İTÜ yönetimi; İstanbul’daki üniversitelerin tamamında hizmet alımı yapıldığını, özelleştirme ile herşeyin çok güzel olacağını ve mevcut durumdan daha iyi bir yemek hizmetine kavuşacağımızı iddia etmektedir. Oysa ki; örnek gösterilen üniversitelerde, çalışanların ve öğrencilerin yemek hizmetlerinden kesinlikle memnun olmadığını, çoğu yerde yemekhaneye gitmekten büyük oranda vazgeçildiğini, ücretlerin arttığını, denetimlerin yapılmadığını, hijyen ve temizlik kurallarına uyulmadığını, çalışanların ve öğrencilerin sağlığının risk altında olduğunu, onlarca zehirlenme vakası yaşandığını tüm kamuoyu bilmektedir.
Yemekhane özelleştirilmesinin bir diğer olası sonucu da yemekhane çalışanlarının yaşayacağı mağduriyet olacaktır. Açılan ihale şartnamesinde belirtildiği üzere, özelleştirmenin gerçekleşmesi durumunda ihaleyi alacak olan firma kendi personeli ile çalışacak olup, mevcut yemekhane çalışanlarımız, artık yemekhanede çalışamayacak ve geleceği belirsiz hale getirilecektir.
Bilindiği üzere; üniversite yemekhaneleri Sağlık Kültür ve Spor Daire Başkanlığının, öğrencilere yönelik yürütmüş olduğu faaliyetlerden elde ettiği gelirlerden, öğrenci harçlarından ve katma bütçeden aktarılan memur yemeğine katkıdan oluşan bütçe ile finanse edilmektedir. Öğrencisinin ve çalışanlarının beslenme ihtiyacını finanse etmek için elde ettiği gelirleri farklı alanlarda kullanmayı tercih eden Üniversite yönetimi, mensuplarının beslenme ihtiyacını bir kar kapısı olarak değerlendirmekte, bu hizmeti zarar olarak görmektedir.
Üniversite yönetimi özelleştirme sonrasında yemek hizmetine ilişkin ücret artışı olmayacağını söylemektedir. Ancak tüm dünyada gıda fiyatlarında yaşanan artışlar bilinmekte olup varoluş sebebi kar elde etmek olan bir firma bu fiyat artışlarını maliyete yansıtmak isteyecek, yansıtamadığı yerde ürün kalitesini düşürecek, eksik malzeme ile üretime devam etmek isteyecektir.
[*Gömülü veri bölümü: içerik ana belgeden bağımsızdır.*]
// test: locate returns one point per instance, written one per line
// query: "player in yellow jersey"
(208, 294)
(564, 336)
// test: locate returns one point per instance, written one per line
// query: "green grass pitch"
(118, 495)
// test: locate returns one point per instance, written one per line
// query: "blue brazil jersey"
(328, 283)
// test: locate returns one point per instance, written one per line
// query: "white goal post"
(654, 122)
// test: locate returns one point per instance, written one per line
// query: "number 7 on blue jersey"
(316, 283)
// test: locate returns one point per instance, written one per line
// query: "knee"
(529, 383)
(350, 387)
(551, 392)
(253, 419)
Sarf malzemesi, yakıt giderleri, temizlik ve hijyen harcamaları sabit kalmayacak ya da düşmeyecektir. Durum bu kadar açık ve net bir şekilde ortadayken yemek fiyatlarında artış olmayacağına inanmak imkânsızdır.Öte yandan, tüm dünyada Covid 19 Eris varyantı hızla yayılırken, özellikle gıda üretim tesislerinin kullanması gereken hijyen ve temizlik malzemelerinde sürekli fiyat artışı yaşanmaktadır. Varlık amacı kar elde etmek olan firmanın ise eksik personel ile hizmet sunması, yetersiz ve kalitesiz temizlik malzemesi kullanımı ile tüm İTÜ mensuplarını büyük bir sağlık probleminin içine iteceği aşikârdır. Ayrıca her yıl yüksek oranlarda gerçekleşen yakıt artışlarının diğer harcamalarda olduğu gibi maliyete dâhil edilmeyeceğini düşünmek, ancak hayal kurmak olacaktır.
Bizler İTÜ’de görev yapan, işçi, akademik, idari personel temsilcisi sendikalar ve öğrenciler olarak, özelleştirme yapılması durumunda yaşanacak olumsuzlukların farkındayız; ülkemizde yaşanmakta olan ağır ekonomik koşullar altında, yeni bir pandemi riskinin kapıda olduğu bugünlerde yemekhanemizin özelleştirilmesi İTÜ mensuplarına yarar değil zarar getirecektir. İTÜ’nün gerçek sahipleri öğrencileri ve emekçileri olarak, taleplerimize duyarsız anti-demokratik, dayatmacı bir yönetim anayışının terkedilerek, yemekhanemizin satılması kararından vazgeçilmesini, ihale sürecinin derhal durdurulmasını, kamusal ve Anayasal bir sosyal hak olan işyerinde sağlıklı ve nitelikli yemek hakkımızın bugüne kadar olduğu gibi İTÜ tarafından kendi personelimiz eliyle güvenli bir şekilde sağlanmasını talep ediyoruz.